Kenya moves to overhaul gambling laws
The Kenyan National Assembly is considering a bill that would revamp the country’s regulatory framework for gambling, imposing significantly higher costs on licensed operators and establishing the country’s first national lottery.
The Gaming Bill 2019, designed to replace the 1966 Betting, Lotteries and Gaming Act, aims to update the country’s regulations to reflect the prominence of online operators in the market.
It proposes replacing the country’s existing regulatory authority, the Betting and Licensing Control Board, with a new entity, the National Gaming Authority. This would take charge of enforcing regulations and issuing licences.
As well as establishing a new regulatory authority, the bill also looks to establish the Gaming Appeals Tribunal, a body that would adjudicate in gambling-related disputes.
Foreign operators will be required to establish a physical presence and base servers in the country.
The bill imposes significantly higher costs on prospective licensees, with iGaming operators to be charged KES100m (£776,643/€876,787/$985,667) for a three-year licence, followed by a KES30m renewal fee. Casinos and gaming halls, meanwhile, will be charged a KES50m licence fee, then must pay KES30m to have their licence renewed. Land-based bookmakers’ licence fees have been set at KES30m, followed by a KES5m renewal charge, again after three years.
Currently operators are charged KES1m to apply for a licence from the Betting and Licensing Control Board, then a KES3m licence fee, and KES25,000 to renew a permit. For bookmakers, a KES10,000 application fee is followed by a KES200,000 charge for an on- or off-course licence - or KES400,000 for both.

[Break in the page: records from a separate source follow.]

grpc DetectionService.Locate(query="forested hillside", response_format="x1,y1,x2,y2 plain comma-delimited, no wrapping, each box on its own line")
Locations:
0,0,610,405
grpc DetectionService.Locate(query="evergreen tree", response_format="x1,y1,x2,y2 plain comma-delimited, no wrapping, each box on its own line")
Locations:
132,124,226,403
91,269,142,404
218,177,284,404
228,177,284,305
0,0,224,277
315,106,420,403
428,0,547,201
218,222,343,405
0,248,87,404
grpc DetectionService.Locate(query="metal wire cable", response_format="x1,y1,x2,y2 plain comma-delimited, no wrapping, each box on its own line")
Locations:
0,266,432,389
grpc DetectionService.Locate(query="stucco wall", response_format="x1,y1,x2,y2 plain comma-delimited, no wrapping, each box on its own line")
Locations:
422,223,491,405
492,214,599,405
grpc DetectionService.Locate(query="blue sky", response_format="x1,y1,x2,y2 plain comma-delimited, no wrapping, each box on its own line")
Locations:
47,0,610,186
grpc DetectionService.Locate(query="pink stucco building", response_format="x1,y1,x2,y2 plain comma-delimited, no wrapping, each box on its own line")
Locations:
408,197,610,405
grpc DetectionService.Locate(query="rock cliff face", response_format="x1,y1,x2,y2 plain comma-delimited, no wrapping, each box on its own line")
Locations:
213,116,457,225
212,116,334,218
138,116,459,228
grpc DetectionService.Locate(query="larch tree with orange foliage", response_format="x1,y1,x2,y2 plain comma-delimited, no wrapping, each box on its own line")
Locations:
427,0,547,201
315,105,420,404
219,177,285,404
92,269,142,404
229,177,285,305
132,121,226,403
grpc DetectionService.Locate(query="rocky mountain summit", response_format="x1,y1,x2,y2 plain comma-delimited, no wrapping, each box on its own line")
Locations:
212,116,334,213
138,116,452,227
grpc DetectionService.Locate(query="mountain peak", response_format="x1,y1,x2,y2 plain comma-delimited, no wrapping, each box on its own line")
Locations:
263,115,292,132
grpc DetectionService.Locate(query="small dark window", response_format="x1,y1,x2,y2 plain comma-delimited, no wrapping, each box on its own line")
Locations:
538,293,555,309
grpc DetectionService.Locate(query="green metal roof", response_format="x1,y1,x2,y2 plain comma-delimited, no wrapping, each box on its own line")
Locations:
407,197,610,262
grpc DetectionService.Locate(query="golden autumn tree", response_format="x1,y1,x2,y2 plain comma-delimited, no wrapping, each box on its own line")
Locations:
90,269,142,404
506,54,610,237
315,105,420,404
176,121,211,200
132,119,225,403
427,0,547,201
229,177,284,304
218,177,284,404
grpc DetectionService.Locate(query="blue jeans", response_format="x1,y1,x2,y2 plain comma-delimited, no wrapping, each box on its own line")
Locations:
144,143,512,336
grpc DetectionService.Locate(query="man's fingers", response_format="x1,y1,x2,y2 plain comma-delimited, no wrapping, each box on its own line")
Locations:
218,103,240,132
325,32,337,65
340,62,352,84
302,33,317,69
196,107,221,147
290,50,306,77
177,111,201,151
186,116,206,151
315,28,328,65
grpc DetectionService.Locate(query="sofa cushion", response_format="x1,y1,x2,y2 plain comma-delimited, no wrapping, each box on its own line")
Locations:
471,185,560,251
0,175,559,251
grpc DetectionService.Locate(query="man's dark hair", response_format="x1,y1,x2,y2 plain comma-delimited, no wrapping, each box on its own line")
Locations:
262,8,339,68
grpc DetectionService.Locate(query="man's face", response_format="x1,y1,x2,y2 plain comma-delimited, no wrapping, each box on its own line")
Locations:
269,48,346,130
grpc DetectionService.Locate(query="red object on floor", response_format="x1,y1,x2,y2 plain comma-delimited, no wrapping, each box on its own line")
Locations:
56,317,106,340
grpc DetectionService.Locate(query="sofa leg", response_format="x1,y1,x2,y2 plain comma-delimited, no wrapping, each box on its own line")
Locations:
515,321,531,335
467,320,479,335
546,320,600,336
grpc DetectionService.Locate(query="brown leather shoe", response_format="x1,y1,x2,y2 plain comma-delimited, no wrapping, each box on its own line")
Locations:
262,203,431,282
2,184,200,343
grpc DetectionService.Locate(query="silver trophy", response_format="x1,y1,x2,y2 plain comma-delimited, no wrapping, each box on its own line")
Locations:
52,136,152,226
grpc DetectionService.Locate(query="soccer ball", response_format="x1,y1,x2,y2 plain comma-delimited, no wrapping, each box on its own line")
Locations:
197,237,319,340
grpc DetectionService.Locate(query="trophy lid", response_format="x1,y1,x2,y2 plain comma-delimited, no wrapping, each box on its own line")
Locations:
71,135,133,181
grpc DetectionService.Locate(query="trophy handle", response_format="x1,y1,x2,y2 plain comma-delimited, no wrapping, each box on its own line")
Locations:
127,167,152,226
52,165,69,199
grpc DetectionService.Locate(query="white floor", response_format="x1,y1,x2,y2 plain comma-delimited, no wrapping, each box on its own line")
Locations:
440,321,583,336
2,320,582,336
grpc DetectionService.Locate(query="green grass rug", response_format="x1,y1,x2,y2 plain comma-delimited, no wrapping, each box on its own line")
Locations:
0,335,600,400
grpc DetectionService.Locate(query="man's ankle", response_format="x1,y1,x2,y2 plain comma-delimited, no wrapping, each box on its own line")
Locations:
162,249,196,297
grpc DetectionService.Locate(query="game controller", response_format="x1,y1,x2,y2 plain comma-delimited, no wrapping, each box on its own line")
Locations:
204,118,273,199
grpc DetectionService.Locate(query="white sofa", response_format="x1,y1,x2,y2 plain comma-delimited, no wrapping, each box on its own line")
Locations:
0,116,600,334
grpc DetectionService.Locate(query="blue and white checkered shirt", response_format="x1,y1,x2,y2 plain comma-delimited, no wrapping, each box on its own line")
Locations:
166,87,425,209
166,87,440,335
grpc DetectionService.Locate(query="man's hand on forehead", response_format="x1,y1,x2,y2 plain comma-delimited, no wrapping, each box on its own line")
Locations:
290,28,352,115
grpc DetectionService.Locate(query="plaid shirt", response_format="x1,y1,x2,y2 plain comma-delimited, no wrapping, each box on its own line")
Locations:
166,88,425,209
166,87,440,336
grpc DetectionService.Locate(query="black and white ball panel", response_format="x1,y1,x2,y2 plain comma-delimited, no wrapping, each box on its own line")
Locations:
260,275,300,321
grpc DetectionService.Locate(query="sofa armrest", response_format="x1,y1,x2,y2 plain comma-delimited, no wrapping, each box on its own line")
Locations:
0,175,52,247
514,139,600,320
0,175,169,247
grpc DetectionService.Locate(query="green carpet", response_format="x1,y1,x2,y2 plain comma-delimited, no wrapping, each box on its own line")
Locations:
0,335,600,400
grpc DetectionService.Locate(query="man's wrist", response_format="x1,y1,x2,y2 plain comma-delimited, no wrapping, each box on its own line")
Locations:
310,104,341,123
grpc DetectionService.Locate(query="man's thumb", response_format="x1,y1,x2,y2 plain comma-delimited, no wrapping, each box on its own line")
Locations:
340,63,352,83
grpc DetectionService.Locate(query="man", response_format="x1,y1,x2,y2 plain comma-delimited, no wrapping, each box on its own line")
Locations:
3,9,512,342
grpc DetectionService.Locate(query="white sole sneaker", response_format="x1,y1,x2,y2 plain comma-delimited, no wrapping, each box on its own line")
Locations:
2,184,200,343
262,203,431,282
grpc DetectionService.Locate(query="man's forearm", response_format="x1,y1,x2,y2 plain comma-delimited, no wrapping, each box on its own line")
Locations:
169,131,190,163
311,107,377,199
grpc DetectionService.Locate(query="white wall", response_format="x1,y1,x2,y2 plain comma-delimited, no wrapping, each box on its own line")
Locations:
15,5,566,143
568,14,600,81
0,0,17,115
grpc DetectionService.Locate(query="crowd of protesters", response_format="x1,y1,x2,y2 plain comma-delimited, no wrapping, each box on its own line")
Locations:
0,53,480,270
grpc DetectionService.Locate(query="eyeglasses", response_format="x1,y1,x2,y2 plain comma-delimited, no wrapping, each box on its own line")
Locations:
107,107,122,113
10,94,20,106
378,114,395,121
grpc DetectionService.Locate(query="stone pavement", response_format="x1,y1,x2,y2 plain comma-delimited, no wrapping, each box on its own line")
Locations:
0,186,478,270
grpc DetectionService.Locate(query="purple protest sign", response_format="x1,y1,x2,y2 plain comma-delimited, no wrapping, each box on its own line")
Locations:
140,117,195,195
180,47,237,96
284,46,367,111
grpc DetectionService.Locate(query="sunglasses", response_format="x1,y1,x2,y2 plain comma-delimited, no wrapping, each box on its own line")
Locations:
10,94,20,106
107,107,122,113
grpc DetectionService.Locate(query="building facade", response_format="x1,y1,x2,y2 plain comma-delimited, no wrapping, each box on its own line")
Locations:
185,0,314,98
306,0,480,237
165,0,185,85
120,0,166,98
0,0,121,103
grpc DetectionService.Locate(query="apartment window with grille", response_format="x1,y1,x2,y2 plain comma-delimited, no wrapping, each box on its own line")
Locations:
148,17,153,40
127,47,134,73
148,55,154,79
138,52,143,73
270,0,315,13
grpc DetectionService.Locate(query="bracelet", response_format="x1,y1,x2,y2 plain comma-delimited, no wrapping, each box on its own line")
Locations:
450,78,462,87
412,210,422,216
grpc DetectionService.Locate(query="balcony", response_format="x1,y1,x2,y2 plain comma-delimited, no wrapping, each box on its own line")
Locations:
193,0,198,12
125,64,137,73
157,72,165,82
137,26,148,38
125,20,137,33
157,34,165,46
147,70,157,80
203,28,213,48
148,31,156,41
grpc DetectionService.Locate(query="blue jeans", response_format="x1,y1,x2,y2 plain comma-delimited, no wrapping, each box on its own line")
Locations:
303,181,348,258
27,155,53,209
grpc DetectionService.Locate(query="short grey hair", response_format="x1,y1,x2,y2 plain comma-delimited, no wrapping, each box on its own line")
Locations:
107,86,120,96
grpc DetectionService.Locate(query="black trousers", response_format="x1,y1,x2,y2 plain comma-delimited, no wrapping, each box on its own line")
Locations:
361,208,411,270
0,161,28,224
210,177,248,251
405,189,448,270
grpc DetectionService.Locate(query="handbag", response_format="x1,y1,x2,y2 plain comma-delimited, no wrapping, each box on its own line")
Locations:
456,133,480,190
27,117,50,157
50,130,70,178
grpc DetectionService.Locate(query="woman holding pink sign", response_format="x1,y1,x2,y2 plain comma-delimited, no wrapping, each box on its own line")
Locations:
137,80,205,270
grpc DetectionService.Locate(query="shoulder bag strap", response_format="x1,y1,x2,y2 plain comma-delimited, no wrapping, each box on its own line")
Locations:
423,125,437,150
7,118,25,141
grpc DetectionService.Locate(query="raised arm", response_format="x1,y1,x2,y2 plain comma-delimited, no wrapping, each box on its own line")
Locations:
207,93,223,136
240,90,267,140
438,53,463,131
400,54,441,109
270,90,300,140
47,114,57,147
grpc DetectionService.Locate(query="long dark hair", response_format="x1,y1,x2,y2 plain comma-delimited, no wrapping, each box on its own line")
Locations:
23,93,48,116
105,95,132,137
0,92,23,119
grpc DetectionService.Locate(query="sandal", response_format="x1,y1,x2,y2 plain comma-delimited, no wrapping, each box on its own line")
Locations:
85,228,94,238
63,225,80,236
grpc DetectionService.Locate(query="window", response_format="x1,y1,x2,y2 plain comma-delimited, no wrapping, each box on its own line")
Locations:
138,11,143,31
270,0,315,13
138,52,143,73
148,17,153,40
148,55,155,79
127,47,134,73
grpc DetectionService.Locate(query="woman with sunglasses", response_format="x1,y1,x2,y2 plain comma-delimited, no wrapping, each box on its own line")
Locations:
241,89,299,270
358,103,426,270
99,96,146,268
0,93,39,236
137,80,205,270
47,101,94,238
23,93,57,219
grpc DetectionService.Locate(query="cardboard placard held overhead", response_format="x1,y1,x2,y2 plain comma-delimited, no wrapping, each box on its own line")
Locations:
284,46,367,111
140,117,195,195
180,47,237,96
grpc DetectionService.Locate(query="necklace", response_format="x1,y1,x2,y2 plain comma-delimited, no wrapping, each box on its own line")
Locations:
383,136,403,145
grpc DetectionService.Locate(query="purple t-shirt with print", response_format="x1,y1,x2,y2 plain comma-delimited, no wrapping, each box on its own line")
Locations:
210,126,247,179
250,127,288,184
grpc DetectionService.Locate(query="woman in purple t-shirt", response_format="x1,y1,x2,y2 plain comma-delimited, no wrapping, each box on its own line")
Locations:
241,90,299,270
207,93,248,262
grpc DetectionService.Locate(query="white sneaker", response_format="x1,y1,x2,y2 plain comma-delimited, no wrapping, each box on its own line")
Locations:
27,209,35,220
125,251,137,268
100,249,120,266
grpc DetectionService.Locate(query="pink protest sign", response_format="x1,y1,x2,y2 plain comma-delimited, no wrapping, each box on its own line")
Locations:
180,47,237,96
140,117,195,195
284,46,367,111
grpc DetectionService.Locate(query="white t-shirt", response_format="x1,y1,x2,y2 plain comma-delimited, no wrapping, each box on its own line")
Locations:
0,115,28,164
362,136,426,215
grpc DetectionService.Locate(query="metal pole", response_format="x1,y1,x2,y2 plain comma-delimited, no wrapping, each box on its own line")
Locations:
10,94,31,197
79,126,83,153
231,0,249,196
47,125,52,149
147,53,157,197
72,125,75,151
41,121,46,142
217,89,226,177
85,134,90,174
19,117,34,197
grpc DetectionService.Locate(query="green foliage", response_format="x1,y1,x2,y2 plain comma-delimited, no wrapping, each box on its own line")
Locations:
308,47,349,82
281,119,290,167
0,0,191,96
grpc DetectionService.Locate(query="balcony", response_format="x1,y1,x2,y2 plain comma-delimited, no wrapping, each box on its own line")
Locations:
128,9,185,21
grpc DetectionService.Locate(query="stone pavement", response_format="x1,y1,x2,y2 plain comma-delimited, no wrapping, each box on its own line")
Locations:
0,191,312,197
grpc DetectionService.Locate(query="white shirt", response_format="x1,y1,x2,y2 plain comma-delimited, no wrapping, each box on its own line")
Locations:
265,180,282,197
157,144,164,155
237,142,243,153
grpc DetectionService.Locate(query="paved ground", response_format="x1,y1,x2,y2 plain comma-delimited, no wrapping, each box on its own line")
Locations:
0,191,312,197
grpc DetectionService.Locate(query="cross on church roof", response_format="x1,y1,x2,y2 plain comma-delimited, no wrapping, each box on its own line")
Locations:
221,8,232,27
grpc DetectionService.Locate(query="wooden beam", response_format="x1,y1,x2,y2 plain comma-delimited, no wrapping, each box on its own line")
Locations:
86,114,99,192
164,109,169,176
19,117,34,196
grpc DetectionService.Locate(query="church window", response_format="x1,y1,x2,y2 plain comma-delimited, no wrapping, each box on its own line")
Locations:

However, the bill does not look to raise the country's gambling tax rate, following a tumultuous 2018 that saw gambling taxes raised to 35%, then reduced to 15%. The 15% tax rate has been retained, though the legislation makes no mention of the 20% tax imposed on player winnings in September last year.
With growing concern about Kenyans developing problem gambling habits, the bill looks to set a minimum bet amount of KES50. This is half the minimum sum of KES100 set by SportPesa, one of the leading local operators, but significantly higher than the amounts smaller operators in the market are willing to accept.
Advertising, another contentious issue, will also be subject to stricter controls. All TV and radio ads to dedicate at least 10% of their air time to responsible gaming messaging, with gambling ads prohibited from airing between 6am and 10pm, unless during live sports broadcasts.
There is also a bid to limit how many ads are broadcast by introducing the Gaming Advertisement Tax. This imposes a charge of 35% on each ad broadcast, though it is unclear whether the tax would be imposed on the operator or the broadcaster, and on what sum the 35% tax would be levied.
Kenya could also see its first national lottery established should the bill pass into law. The lottery’s operator would be decided through a tender process, with the successful bidder granted a seven-year operating licence.
The lottery would be used to raise money for sports-related good causes, which would be allocated 15% of all revenue generated. Lottery winners can expect to receive 45% of all revenue, with a further 20% to be used to meet the lottery’s administrative costs, and the final 20% to be distributed to the lottery’s agents and retailers.
Money raised for good causes through the lottery would be distributed by the National Lottery Trust Fund, also established through the Gaming Bill 2019.
The bill is due to be debated by the National Assembly later this week.